Elmendorf also donated $1,500 this cycle to the campaign of Sen. Debbie Stabenow (D-Mich.). Although Stabenow has introduced legislation to lower the Medicare eligibility age from 65 to 55, she has not come out for Sanders’ bill.

Disclosure forms show that many of the Democrats Elmendorf supports are also supported by the political action committees of companies and industries that would be threatened by Medicare for All, including some of Elmendorf’s lobbying clients.

The UnitedHealth Group PAC has donated $4,500 to Kennedy’s 2018 campaign, $4,000 to Peters’ campaign, and $2,500 each to Kaine and McCaskill’s campaigns, according to data compiled by the Center for Responsive Politics. The PAC of America’s Health Insurance Plans, a health insurance trade organization, gave Peters’ campaign $1,000 last year and donated $5,000 to the New Democrat Coalition PAC and $5,000 to the conservative Democratic Blue Dog PAC.

DaVita PAC is also a frequent campaign donor, and has contributed to the campaigns of McCaskill ($5,500), Kaine ($2,000) and other moderate Democrats during this election cycle.

“Until the Democratic Party seriously takes on the cause of getting money out of politics there will always be conflicts,” said Turner. “They have the ability, like they did during the Obama administration, to not take money from lobbyists. So it is possible, but they have to choose whether they want to continue to support the system that gives undue influence to special interests over the working people that make up the party.”
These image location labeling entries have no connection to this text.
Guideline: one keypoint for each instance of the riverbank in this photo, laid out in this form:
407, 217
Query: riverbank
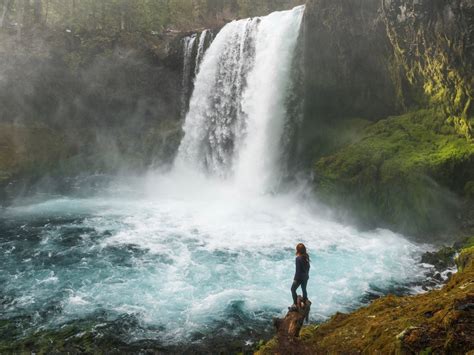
439, 321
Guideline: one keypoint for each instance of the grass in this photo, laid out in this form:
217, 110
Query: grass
403, 173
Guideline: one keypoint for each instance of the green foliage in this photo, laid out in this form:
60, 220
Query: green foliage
151, 16
395, 174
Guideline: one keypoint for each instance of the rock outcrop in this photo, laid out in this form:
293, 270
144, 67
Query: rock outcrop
366, 61
440, 322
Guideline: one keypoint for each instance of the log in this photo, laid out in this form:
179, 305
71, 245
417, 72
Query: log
289, 327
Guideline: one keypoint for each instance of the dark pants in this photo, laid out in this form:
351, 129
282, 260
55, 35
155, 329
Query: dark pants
295, 285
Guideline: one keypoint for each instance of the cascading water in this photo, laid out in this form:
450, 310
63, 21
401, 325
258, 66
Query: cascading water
191, 257
237, 111
204, 38
188, 46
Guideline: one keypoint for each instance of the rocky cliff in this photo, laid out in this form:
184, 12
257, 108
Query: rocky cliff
366, 61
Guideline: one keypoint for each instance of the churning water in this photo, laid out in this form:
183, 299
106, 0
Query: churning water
206, 249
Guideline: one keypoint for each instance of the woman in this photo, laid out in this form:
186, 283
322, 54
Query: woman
301, 274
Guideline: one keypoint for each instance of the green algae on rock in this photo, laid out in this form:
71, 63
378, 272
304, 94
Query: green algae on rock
439, 321
401, 173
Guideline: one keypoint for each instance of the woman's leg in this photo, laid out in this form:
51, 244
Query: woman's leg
294, 286
303, 287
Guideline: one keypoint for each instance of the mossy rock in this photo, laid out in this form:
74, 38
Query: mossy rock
404, 173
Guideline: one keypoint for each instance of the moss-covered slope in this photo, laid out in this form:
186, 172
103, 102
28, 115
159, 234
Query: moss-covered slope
440, 321
403, 173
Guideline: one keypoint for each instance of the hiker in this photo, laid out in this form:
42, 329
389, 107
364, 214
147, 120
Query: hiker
301, 274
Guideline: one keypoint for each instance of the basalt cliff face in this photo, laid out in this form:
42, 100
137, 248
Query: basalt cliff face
388, 113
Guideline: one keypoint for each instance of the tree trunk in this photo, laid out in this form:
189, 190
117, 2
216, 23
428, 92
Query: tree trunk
289, 327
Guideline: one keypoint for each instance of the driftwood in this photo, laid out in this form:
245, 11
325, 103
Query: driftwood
289, 327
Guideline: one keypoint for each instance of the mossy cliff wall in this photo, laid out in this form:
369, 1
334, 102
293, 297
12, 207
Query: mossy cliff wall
411, 61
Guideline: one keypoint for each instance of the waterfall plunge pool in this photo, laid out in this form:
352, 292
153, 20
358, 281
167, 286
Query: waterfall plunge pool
178, 260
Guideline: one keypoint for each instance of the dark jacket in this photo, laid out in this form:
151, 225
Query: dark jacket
302, 269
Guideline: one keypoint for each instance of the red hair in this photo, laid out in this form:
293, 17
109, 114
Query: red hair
301, 250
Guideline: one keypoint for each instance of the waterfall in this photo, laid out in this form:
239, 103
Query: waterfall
188, 46
237, 110
204, 38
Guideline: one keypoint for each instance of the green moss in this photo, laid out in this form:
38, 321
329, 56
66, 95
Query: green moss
400, 172
432, 322
30, 151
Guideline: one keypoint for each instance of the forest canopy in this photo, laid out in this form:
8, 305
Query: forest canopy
130, 15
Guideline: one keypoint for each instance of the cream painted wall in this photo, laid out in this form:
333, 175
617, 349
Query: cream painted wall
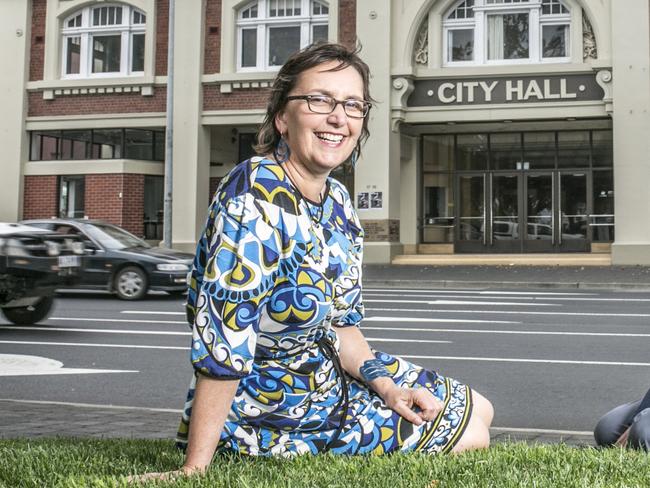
379, 167
14, 43
191, 139
631, 73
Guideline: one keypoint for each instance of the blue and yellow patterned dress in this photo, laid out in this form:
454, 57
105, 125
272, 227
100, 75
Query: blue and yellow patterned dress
274, 276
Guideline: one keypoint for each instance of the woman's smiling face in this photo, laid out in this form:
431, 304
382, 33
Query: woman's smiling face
321, 142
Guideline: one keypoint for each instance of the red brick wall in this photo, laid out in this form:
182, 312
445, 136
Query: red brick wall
40, 197
348, 22
162, 30
39, 8
212, 53
103, 200
115, 103
213, 99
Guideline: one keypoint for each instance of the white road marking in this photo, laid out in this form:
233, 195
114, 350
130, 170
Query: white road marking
25, 365
426, 319
534, 298
102, 331
511, 312
522, 332
92, 405
95, 319
85, 344
149, 312
383, 339
525, 430
479, 292
524, 360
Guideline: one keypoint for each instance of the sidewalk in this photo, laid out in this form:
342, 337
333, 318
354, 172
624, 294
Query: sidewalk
619, 278
46, 420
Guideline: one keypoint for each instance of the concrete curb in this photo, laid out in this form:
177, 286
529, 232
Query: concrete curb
433, 284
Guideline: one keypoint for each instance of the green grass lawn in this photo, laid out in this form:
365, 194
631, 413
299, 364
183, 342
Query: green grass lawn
103, 463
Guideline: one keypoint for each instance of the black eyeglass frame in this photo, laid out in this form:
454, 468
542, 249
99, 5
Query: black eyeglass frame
308, 99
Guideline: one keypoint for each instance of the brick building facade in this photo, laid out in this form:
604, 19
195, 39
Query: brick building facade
471, 143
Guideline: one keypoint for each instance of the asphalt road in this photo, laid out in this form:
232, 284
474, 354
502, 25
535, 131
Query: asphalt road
551, 360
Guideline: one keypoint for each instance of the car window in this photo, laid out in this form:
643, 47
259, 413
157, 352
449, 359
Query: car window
112, 237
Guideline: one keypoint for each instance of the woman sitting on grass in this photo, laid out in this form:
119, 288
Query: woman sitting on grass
281, 365
626, 425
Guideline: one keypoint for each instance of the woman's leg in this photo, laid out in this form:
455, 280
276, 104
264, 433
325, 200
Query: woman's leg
477, 432
482, 408
639, 435
614, 423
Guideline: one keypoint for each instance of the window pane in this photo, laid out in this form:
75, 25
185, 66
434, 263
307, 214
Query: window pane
139, 144
554, 41
283, 41
438, 153
438, 211
137, 59
71, 196
159, 145
106, 54
75, 144
249, 48
508, 36
539, 149
573, 149
319, 33
602, 219
472, 151
505, 151
602, 148
73, 55
461, 45
107, 143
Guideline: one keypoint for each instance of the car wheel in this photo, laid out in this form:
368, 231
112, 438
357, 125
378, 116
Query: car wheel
131, 283
31, 314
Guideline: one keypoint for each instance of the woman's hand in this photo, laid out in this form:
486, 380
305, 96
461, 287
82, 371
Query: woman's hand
403, 401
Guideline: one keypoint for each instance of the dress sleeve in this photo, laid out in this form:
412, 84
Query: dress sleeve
241, 261
348, 288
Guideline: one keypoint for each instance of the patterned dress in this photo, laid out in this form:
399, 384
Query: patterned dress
274, 276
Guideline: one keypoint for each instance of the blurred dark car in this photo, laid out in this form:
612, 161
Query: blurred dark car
33, 263
121, 262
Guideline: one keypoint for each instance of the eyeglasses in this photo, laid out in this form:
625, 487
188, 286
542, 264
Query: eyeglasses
323, 104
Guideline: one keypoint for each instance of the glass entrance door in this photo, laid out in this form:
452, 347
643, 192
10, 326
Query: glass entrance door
523, 212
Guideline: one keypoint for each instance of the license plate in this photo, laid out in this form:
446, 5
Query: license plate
69, 261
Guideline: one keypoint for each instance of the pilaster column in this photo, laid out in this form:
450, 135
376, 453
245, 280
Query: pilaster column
14, 56
191, 139
631, 88
378, 171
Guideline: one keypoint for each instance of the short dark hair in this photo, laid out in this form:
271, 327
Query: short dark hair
301, 61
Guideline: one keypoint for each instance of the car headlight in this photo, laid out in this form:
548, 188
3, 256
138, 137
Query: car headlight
172, 267
53, 248
13, 247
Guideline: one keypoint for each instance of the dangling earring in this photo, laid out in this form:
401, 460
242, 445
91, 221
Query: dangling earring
282, 151
353, 157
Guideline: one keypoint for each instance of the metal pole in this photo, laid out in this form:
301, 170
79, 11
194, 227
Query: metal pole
169, 133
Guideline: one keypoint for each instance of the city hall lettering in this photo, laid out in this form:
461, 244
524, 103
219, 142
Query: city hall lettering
505, 90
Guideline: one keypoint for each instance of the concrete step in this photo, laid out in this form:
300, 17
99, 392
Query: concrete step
567, 259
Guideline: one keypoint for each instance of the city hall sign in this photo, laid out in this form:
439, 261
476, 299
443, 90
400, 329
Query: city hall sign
497, 90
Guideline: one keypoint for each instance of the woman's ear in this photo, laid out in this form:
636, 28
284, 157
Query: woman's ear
280, 122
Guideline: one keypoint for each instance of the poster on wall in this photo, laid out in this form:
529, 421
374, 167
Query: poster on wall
363, 200
376, 199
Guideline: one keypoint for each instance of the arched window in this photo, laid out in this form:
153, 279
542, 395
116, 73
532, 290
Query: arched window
105, 40
506, 32
268, 31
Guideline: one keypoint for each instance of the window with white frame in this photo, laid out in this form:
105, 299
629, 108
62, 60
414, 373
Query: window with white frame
103, 40
269, 31
506, 32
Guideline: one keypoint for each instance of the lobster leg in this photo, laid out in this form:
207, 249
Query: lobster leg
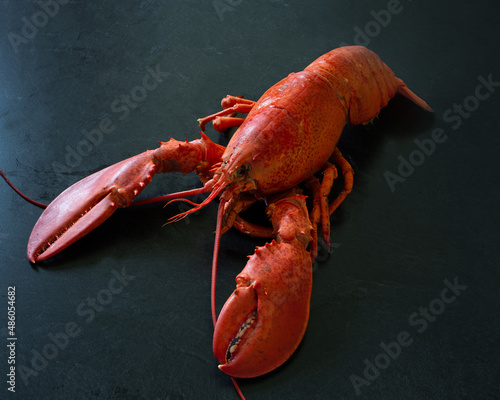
230, 106
265, 318
89, 202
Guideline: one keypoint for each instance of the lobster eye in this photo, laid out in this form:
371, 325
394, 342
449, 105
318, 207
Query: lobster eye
243, 169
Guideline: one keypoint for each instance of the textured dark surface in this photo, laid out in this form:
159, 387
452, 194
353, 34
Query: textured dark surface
394, 247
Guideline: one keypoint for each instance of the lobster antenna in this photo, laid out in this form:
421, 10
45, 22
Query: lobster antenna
217, 188
218, 230
28, 199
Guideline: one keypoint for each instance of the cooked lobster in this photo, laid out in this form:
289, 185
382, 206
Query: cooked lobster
288, 137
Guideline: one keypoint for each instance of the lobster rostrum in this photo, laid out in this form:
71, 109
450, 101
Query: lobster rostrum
289, 135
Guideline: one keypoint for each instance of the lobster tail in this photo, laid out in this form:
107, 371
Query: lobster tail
363, 80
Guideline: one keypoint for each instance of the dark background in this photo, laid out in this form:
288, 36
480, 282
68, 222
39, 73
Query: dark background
393, 248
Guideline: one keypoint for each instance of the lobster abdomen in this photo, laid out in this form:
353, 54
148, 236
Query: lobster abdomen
294, 127
363, 79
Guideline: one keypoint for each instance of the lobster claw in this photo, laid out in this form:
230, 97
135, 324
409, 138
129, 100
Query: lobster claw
87, 204
264, 320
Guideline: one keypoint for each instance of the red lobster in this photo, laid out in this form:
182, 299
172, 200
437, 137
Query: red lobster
288, 136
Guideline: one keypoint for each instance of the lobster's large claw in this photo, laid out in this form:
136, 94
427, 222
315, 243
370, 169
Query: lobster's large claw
87, 204
265, 318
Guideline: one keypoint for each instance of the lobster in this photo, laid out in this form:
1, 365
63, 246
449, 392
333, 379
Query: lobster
288, 137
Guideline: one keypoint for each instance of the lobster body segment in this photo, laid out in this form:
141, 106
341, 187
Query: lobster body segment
289, 136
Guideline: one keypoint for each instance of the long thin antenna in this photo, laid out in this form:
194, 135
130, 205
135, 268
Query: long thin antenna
28, 199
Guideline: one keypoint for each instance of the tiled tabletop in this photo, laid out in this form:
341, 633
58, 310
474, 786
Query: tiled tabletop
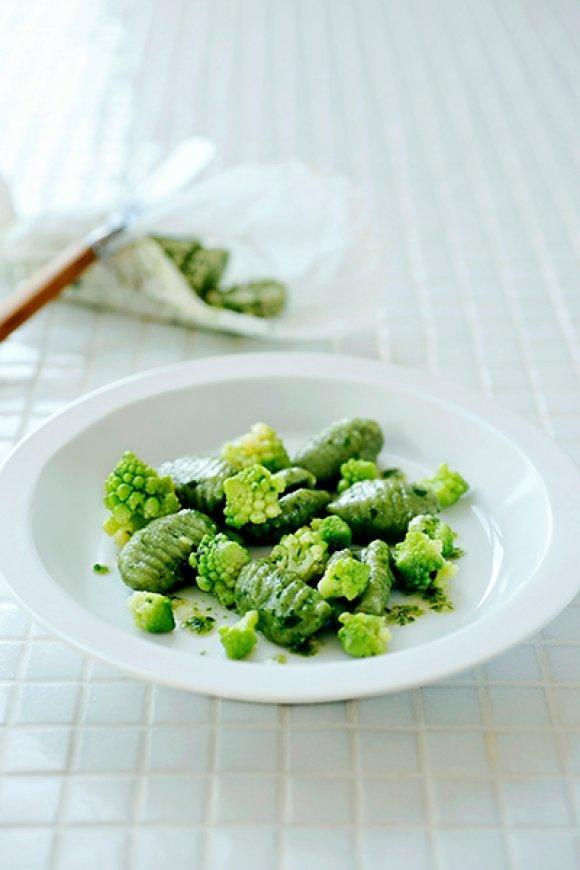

As the DCCC was discouraging House candidates from backing Medicare for All, the committee also went after a progressive Democrat who supports single-payer health care. Earlier this year, the DCCC took the extremely rare step of publishing scathing opposition research against Sanders-aligned Texas congressional candidate Laura Moser, who backs single-payer. Moser’s opponent in a runoff election to represent the 7th Congressional District is Lizzie Pannill Fletcher, who does not mention single-payer or Medicare for All on her campaign website.

Sanders, who has said he had to take on the Democratic National Committee in the 2016 presidential campaign, called out the DCCC’s attacks on Moser. “That just continues the process of debasing the Democratic system in this country and is why so many people are disgusted with politics,” he told the AP.